It's Christmas, a time of year that means many things to many people. Family. Gifts. Lights. Gatherings. And for some, it means time to join friends and neighbors and engage in violent, desperate battle.
If you've built a trench mortar for your snowball fight, you might be overthinking the whole thing - but if you're Edison Bell, you're a boy inventor, and therefore can't NOT overthink things.
Sure they surrender; you had a snowball launcher! Now let's get into the Rocket Sled and go challenge *every* neighborhood to snowball fights.
Jerry can't guess what they're doing? It's Christmas! Edison has a side job as an Amazon delivery guy, of course. Delivering hopper type feeders for all you wild party animals.
Nothing says "Christmas" like dropping in unannounced on woodland hermits, I guess. They love visitors and company! That's why they're hermits!
Hey you animals, starving to death doesn't give you the right to vandalize the forest!
Jerry, Jerry, Jerry. Rule one is, do NOT mention hermitting around the hermit.
And now let's take a nature break!
Oh really? You want me to feed those little tree rats that will literally gnaw their way into my kitchen to eat the peanut butter I foolishly didn't screw the lid back on? Seems to me squirrels are doing all right for themselves.
King Robinson doesn't need your boards or sacks. King Robinson has everything he needs right here on his island. Except whiskey. Got any?
Seems like everybody's been so focused on shooting our little friends the Germans and Japanese, we've neglected to shoot our quota of our little friends the deer and rabbits!
Makes you feel good, doesn't it. Now hand me that rifle
So there's a highway on that hermit island? I guess the definition of "hermit" has kinda slipped over the years. Keep 'em nice and fat, says the guys who are totally not going to be blasting away at that game!
If YOU want to attract some game, here are some feeding shelters you can build that are sure to draw birds and ground animals! If you want to attract teenagers, replace corn with packs of cigarettes and three year old "Playboy" magazines.
The traditional campsite Christmas weenie roast is interrupted by the traditional New Years Eve gunfire. Just... just shoot at the ground, fellas. Please
Will Jerry survive the shotgun blast? Was it silly to bring a snowball to a gun fight? Are they actually worms? We'll be back after these messages!
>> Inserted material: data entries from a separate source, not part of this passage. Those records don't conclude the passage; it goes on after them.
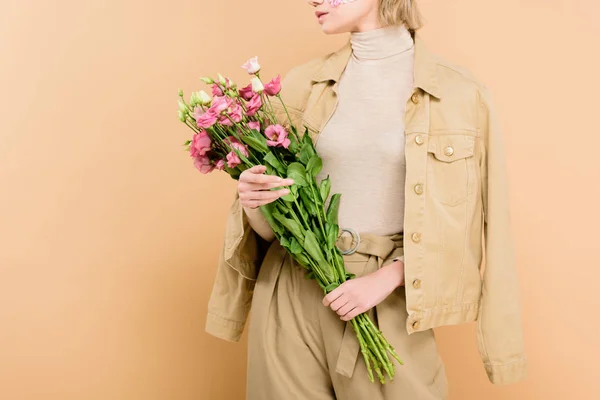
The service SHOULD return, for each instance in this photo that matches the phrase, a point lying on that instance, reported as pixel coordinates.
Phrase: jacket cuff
(224, 328)
(504, 374)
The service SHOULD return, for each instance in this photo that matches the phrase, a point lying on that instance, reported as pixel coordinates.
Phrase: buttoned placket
(416, 122)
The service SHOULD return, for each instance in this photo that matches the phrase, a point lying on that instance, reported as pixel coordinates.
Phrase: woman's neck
(381, 43)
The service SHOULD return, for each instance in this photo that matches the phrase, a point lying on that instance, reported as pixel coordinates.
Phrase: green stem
(363, 349)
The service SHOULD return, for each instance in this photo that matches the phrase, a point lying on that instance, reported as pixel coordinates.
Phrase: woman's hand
(254, 187)
(359, 295)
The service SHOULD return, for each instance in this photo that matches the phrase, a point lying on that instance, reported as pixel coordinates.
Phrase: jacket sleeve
(499, 324)
(241, 256)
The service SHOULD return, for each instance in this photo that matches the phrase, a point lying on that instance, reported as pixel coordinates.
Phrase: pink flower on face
(253, 105)
(246, 92)
(217, 90)
(203, 164)
(274, 87)
(201, 144)
(277, 135)
(254, 125)
(252, 66)
(207, 119)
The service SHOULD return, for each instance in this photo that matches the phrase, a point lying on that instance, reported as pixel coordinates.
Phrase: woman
(412, 143)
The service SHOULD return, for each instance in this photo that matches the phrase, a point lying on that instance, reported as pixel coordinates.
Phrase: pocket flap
(451, 147)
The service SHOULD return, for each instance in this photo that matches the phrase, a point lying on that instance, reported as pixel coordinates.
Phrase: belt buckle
(354, 235)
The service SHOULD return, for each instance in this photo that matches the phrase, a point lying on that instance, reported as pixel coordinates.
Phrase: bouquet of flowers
(237, 129)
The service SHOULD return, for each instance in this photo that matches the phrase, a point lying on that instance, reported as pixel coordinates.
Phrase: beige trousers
(298, 349)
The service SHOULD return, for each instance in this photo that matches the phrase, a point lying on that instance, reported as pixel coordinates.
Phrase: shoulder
(459, 81)
(297, 82)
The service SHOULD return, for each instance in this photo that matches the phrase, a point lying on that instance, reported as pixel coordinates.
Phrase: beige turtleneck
(362, 145)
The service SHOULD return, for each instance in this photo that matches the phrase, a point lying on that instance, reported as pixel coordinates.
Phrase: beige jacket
(457, 211)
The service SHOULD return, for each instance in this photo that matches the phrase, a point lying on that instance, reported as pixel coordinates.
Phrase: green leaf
(290, 197)
(255, 143)
(314, 166)
(268, 210)
(332, 210)
(311, 245)
(308, 202)
(271, 159)
(297, 172)
(332, 235)
(291, 226)
(317, 231)
(324, 188)
(295, 246)
(331, 287)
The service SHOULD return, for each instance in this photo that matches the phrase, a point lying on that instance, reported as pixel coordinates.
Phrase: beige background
(109, 238)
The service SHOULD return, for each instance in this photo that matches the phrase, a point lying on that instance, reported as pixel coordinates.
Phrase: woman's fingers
(260, 198)
(339, 303)
(353, 313)
(345, 309)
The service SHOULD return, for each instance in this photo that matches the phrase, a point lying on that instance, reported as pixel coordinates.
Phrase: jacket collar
(425, 66)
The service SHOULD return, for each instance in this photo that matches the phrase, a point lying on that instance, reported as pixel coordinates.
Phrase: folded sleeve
(499, 321)
(240, 259)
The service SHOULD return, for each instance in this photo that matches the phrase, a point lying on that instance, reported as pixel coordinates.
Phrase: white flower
(252, 66)
(257, 85)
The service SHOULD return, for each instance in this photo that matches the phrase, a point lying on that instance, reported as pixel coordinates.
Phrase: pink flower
(246, 92)
(217, 90)
(207, 119)
(201, 144)
(223, 120)
(254, 125)
(274, 87)
(253, 105)
(252, 66)
(236, 113)
(220, 104)
(232, 158)
(278, 136)
(203, 164)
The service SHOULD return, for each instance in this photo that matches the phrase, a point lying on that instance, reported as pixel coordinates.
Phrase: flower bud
(203, 97)
(194, 100)
(257, 85)
(182, 107)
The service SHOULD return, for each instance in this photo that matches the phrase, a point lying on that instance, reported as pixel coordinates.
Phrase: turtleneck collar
(381, 43)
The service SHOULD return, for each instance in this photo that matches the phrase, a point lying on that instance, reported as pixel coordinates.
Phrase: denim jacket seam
(520, 359)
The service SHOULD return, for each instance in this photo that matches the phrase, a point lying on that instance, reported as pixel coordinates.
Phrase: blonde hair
(394, 12)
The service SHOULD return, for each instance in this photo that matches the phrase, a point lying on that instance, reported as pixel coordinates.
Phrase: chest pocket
(450, 167)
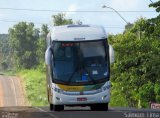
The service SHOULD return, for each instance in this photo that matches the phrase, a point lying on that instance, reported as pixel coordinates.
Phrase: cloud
(72, 8)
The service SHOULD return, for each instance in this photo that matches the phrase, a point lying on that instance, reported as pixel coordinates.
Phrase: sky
(108, 18)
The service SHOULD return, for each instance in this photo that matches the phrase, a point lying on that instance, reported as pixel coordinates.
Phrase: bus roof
(77, 33)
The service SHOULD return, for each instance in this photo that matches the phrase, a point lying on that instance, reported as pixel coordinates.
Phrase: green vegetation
(35, 87)
(135, 74)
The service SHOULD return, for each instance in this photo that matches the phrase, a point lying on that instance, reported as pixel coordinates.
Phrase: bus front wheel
(99, 107)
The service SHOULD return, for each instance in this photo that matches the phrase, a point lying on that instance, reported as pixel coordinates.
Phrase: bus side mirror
(111, 54)
(47, 56)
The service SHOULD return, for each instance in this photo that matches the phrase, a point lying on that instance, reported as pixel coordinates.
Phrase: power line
(45, 10)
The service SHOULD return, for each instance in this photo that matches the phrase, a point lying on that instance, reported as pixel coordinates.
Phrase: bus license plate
(81, 99)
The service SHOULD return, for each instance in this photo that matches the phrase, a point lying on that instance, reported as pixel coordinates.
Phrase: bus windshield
(80, 62)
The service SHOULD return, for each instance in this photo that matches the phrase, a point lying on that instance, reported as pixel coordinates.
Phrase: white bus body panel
(65, 33)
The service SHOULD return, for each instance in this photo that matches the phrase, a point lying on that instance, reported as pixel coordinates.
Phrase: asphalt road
(12, 106)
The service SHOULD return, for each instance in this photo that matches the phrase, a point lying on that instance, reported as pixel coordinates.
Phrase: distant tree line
(136, 72)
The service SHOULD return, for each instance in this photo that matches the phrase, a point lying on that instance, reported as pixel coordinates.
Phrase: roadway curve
(11, 91)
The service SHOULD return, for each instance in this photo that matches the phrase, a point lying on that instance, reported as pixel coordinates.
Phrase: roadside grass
(35, 86)
(8, 72)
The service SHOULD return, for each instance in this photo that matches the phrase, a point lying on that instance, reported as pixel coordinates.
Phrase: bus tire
(99, 107)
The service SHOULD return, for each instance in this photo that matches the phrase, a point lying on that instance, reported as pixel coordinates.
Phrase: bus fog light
(57, 98)
(104, 97)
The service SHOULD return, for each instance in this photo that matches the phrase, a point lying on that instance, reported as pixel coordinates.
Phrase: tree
(23, 42)
(41, 45)
(61, 20)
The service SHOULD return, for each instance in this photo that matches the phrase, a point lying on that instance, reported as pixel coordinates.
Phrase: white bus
(78, 61)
If you want your own Christmas camp to roast your own weenies, here's everything you need, including trees with ten foot crotches and evergreen twigs that have been extremely carefully trimmed. Remember to build a heat reflector for your fire out of logs... those logs will catch on fire too, and that's just extra heat!
Wow, that dude's shotgun backfired right in his face! He's probably horrifically mangled. Keep those gun barrels clear, kids!
Follow the stench of the skunks, follow the trail of blood and face parts, they should be easy to find.
Tied up all night, concussed from a shotgun blowback, stinking of skunk... maybe you should have peeled off a couple of fifties instead of trying to shoot some kid, buddy. Now for a fun plane ride.
Remember these were the days before Miranda rights, when you had the right to be smacked around by a forest ranger if you didn't start squealin'. Now let's have it, chum, tell us everything about how to make a flat top feeding shelter!
forget the garbage cans, Ma, we'll just throw our litter onto the flat top feeding shelter! Says so right in the instructions!
That guy flipped easy. I guess the implied threat of smacking your skull on the door of the airplane as they throw you out at two thousand feet is quite an incentive to turn State's Evidence. Not that the rangers would do that. "Hunting accident" is more their style.
Man, that got dark. Let's go trim that Christmas tree!
Maybe we can't all take our rocket sleds out into the woods to feed the hungry animals, but we can all help our wildlife friends this winter. If you're cold, they're cold, so why not let that shivering moose or bobcat warm up in your family room for a little while? It's Christmas, after all! Happy holidays, everybody!